Halloween is nearly here

It must have felt like a long day in the office of McDonald’s social media team yesterday as Twitter exploded with anger at its poorly received 2022 Halloween campaign.

Many Tweeters suggested that the fast food giant’s #TrickorEat campaign was poorly judged at a time when the #HeatorEat hashtag is a real thing, but Halloween doesn’t have to be a nightmare for brands.

As some light relief for Maccy D’s marketing team, and our readers alike, here are five of our favourite campaigns that didn’t go down like a lead balloon at Halloween over the last decade.
 

LG, So Real it’s Scary, 2012

An oldie but a goody from LG. The electronics giant went to a lot of trouble for the October 2012 launch of its latest IPS monitors (which have probably not aged as well as the campaign given the pace of technology.)

LG’s engineers fitted out a lift floor with the monitors, as well as hidden speakers which made the noise of the creaking floor collapsing as the lift floor appeared to give way under passengers feet, leaving them staring into a gaping abyss below.

The ad had over 10 million views in just one week, and this was back in 2012, remember. It was picked up by TV shows and newspapers all over the world, and LG reported a 20 per cent jump in market share across key markets on the back of it.

LG: So Scary it’s Real


Marmite, Trick and Treat jars, 2018

In 2018, Marmite riffed on the theme of the spread’s divisive nature, and the fact that it’s perhaps the culinary world’s most celebrated/loathed “love-it-or-hate-it” product with novelty Halloween packaging offering green “poison” for the haters, and pink “potion” for the lovers. We can’t honestly imagine the gimmick would have won too many avowed haters round to the cause of the bitter, yeasty goop inside the jar, but full marks for creativity none the less.
 


Tesco, Spookermarket, 2018

Tesco’s comical campaign saw storeaisles decked out for Halloween with haunted shopping trolleys, staff members jumping out in ghoulish masks and even disembodied heads behind toilet rolls.

Hidden cameras recorded the startled responses of unsuspecting shoppers as they encountered the scary surprises in the nationwide stores. The video got more than 1 million views in less than five days. To follow up, Tesco released Halloween-themed tutorials showing customers how they could spook their family and friends with DIY projects featuring Tesco products.

ccording to data from Campaign Live, Tesco was the most talked-about supermarket on social media and 80 per cent of overall Tesco Halloween conversations were positive.


Tesco Spookermarket


Heinz Tomato Blood, 2021

For last year’s Halloween campaign, Heinz took the simplest premise to reach out to customers. For years, everyone from Halloween revellers to b-movie directors and am-dram societies have gleefully used its tomato ketchup as fake blood. Quite simply, concluded the global food behemoth, “if you have Heniz, you have a costume.”


Heinz Tomato Blood


Burger King clowns, 2017

It seems almost cruel to give the last word to McDonald’s deadly rivals in the circumstances, even more so in a campaign directly taking aim aim at McDonald’s and their “loveable” clown mascot Ronald.

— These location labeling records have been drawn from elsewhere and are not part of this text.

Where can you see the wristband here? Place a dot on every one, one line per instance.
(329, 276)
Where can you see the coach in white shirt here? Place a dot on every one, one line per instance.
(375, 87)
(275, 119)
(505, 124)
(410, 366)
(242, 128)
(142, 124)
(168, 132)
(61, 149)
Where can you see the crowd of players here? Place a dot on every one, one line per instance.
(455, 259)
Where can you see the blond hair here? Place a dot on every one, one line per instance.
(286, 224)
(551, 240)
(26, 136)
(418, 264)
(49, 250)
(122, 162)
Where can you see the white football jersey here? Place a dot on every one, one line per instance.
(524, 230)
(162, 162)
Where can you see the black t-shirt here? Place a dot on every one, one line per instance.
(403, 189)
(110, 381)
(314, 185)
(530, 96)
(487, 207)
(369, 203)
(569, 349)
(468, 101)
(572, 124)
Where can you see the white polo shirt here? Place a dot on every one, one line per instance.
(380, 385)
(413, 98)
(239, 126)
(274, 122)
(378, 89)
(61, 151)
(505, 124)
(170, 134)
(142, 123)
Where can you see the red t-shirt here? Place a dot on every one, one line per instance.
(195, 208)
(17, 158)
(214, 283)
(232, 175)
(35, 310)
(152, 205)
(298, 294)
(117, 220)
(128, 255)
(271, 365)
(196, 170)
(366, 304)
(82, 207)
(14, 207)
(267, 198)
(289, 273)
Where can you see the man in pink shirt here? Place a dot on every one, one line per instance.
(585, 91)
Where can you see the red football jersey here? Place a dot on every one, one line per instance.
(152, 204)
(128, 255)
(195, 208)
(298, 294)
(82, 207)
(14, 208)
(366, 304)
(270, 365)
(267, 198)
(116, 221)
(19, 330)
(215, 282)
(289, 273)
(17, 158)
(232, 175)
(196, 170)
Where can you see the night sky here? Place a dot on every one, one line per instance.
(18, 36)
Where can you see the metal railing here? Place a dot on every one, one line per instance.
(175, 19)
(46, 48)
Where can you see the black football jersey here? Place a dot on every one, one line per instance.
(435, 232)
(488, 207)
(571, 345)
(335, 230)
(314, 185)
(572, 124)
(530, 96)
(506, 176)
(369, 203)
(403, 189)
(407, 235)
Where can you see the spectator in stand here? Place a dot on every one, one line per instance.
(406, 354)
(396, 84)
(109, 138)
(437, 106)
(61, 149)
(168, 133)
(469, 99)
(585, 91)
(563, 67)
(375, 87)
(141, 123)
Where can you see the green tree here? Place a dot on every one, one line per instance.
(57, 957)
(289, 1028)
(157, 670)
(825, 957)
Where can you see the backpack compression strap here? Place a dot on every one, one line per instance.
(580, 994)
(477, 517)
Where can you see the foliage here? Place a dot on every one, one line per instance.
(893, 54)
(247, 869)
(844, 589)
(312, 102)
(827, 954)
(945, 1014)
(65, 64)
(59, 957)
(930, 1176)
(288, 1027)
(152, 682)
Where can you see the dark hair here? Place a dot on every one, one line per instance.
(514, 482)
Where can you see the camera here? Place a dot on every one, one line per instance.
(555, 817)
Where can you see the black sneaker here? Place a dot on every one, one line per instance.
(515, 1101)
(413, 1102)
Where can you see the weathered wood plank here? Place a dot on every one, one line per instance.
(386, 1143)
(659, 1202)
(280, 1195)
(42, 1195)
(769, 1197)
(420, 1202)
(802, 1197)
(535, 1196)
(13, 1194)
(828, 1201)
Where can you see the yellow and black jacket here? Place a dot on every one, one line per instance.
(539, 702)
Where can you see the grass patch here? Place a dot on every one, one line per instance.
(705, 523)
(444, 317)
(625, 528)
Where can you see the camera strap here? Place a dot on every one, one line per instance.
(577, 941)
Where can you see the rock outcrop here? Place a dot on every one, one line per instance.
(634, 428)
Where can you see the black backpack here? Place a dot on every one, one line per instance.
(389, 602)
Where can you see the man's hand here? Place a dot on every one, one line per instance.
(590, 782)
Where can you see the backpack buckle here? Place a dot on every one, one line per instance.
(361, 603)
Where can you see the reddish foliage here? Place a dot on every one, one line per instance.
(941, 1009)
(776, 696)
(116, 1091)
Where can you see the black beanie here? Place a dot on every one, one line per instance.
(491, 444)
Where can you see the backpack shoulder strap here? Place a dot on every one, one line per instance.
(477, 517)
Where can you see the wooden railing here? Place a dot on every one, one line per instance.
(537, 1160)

In 2017, however, the burger chain’s “Come as a Clown, Eat Like a King” campaign, backed by the hashtag #ScaryClownNight, drew on the double whammy of both trolling its biggest rival, and capitalising on the popularity of the recently released scary-clown-horror IT. The chain offered free meals to those arriving at its restaurants dressed up as clowns, and duly attracted a crowd of hundreds of clowns to its Leicester Square branch, and plenty of column inches in the process.